Sporun Türkiye’deki karşılığını nasıl görüyorsun? Bu konuda eksiklikler/zafiyetler sence nasıl giderilir?
Spor Türkiye’de tekke ve zaviyelerin kapatılmasıyla en ciddi darbeyi yemiştir. Güreş ve okçuluk tekkeleri eskinin profesyonel spor kulüpleriydi ve devam etmemeleri sporculuğu devletin ilk zamanlarında ciddi zaafiyete uğrattı. Dünya genelinde sporun toplumlarda yükselişi söz konusuyken Türkiye’de bu eğilimi daha çok vücut geliştirmede görüyorum ve vücut geliştirme de bizim pek tasvip ettiğimiz bir branş değil. Detayları uzun bu meselenin fakat özetleyecek olursak; vücut geliştirme karakterle ilgili problemlere ve gösterişe, kapitalist görsel kültüre hizmet ediyor, sağlığa ve disipline değil.
Profesyonel Spor Yapma Oranımız “Binde Bir!”

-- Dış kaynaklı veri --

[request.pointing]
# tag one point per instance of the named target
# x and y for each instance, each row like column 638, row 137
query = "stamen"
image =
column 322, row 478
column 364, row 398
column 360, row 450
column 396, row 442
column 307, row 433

Savunma sanatları ve yüzme gibi diğer sağlıklı spor branşları için istatistiklere bakarsak; ülkemizde obezite eğiliminin arttığı ve profesyonel anlamda spor yapma oranının binde bir olduğu kötü bir grafiğe sahibiz. Bu noktada spora teşvik için kanaat önderlerinin, liderlerin ve kurumların sporu ön plana almasını ve öncelikle kendilerinin spor yapmasını şart olarak görüyorum. Biz de bu minvalde antrenör dostlarımızla Savunma Sanatları Akademisi’ni kurduk ve medyada sporu teşvik ediyoruz. Peygamberimizden Sahabelere, Kılıçarslan’dan Fatih’e hepsi profesyonel sporcu ve savaş sanatçılarıydı. Bizim uzun akşam dizilerini izlemektense idmana gitmeye, atalarımızı örnek almaya ve sporu hayatımızın merkezinde bir yerlere konumlandırmaya ihtiyacımız var.